肠系膜疝和结肠系膜疝占所有腹内疝的8%。由于后者没有局限性的疝囊,机械性SBO通常发生在肠系膜疝的病例中(图8),而且不能区分经肠系膜缺损疝导致的闭合性肠梗阻与粘连带下的肠脱垂导致的闭合性肠梗阻。肠扭转是进一步的并发症,从而导致迅速的疝性绞窄和肠坏疽(图9)。肠系膜疝通常显示为近端小肠的扩张,与正常或塌陷肠管间存在过渡区。由于小肠系膜缺损本身不能显示,堆积的小肠肠管的梗阻和肠系膜血管的异常是诊断肠系膜疝的重要所在。CT表现为特征性的肠系膜血管蒂充盈、拉长和拥挤,另外,汇聚的肠系膜血管位于疝囊的入口处,肠系膜的主干发生移位。

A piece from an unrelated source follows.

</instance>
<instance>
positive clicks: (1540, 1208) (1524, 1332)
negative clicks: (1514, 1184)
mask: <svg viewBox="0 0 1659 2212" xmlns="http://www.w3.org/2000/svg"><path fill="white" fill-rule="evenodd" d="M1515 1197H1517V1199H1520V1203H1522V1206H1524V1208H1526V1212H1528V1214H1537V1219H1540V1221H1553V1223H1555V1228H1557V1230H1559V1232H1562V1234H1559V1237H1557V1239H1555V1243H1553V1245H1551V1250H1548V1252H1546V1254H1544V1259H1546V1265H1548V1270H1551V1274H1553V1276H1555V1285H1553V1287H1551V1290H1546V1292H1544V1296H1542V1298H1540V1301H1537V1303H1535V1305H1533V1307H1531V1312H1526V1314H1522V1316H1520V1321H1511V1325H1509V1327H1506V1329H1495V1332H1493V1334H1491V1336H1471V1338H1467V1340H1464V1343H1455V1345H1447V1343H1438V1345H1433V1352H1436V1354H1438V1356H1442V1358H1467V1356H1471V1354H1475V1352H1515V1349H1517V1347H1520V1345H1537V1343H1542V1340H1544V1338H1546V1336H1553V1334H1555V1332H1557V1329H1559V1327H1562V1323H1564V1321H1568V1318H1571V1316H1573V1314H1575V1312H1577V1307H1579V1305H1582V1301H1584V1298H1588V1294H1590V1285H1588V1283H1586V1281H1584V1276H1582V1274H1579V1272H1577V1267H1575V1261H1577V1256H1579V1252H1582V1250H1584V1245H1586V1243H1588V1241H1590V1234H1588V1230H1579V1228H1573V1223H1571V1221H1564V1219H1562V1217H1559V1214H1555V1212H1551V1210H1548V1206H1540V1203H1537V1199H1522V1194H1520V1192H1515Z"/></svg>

Figure 8. Transmesenteric hernia in a 36-year-old woman with lower abdominal pain of 10 days duration. She was treated conservatively for 20 days by means of decompression with a nasogastric tube or long intestinal tube, intravenous fluids, and antibiotics because of an undiagnosed SBO. However, the SBO developed despite treatment. (a) Contrast-enhanced CT scan of the midabdomen shows dilated and fluid-filled small bowel loops (S) and crowded and stretched vessels (arrow). (b) CT scan of the pelvis shows crowded and converging vessels (arrow) at the hernial orifice. (c) Image obtained with enteroclysis performed through the intestinal tube shows the SBO (arrow). (d) Diagram (coronal view) of the surgical findings shows that approximately 180 cm of strangulated ileum (arrows), located 5 cm from the ileocecal valve, was herniated through the mesenteric defect (arrowheads). At laparotomy, a segment of gangrenous ileum was resected. (e) Intraoperative photograph shows the hernial orifice, which is oval and 4 cm in diameter.
图8 一36岁妇女的肠系膜疝,持续10天下腹痛。给予了20天的保守治疗,包括经鼻胃管或肠管减压、静脉输液和抗生素。然而尽管经过治疗还是出现了SBO。(a)增强CT扫描显示中腹部小肠肠管积液扩张(S),血管汇聚并拉长(箭头)。(b)盆腔CT扫描显示疝孔处的血管拥挤汇集(箭头)。(c)经肠管行肠道造影的图像显示SBO(箭头)。(d)手术所见的示意图(冠状面)显示距回盲瓣5cm的回肠有大约180cm发生绞窄,是经肠系膜上的缺损(短箭头)导致的疝。术中将坏疽的回肠段予以切除。(e)术中图片显示疝孔,呈卵圆形,直径4cm。


Figure 9. Transmesenteric hernia in a 12-year-old girl who experienced 36 hours of diffuse abdominal pain and sudden development of cramps. Abdominal examination showed severe distention and tenderness at the midabdomen. Laboratory investigations revealed a hemoglobin level of 8.4 g/dL. (a) Nonenhanced CT scan of the midabdomen shows diffuse mesenteric fluid and haziness (arrows) and mildly dilated small bowel loops. The attenuation of the intraluminal fluid is increased (arrowheads) because red blood cells may have been released in the lumen. Laparotomy was performed 12 hours after CT. (b) Intraoperative photograph shows the hernial orifice (arrow), which is 3 cm in diameter. Approximately 260 cm of small intestine, located 100 cm from the ileocecal valve, was herniated through the mesenteric defect and twisted 360°; 230 cm was gangrenous and was thus resected.
一12岁女孩的肠系膜疝,表现为弥漫性腹疼36小时后突发绞疼。腹部检查发现中腹部严重膨隆并且敏感。实验室检查发现血红蛋白8.4g/dL。(a)中腹部非强化CT扫描显示弥漫性的肠系膜积液并模糊不清(箭头),小肠肠管轻度扩张。由于红细胞进入管腔内,腔内的积液衰减增加。CT检查12小时后进行了手术。(b)术中图片显示疝孔(箭头),直径3cm。距回盲瓣100cm处的小肠约有260cm经肠系膜缺损疝出并旋转360°,230cm的肠管发生坏疽并被切除。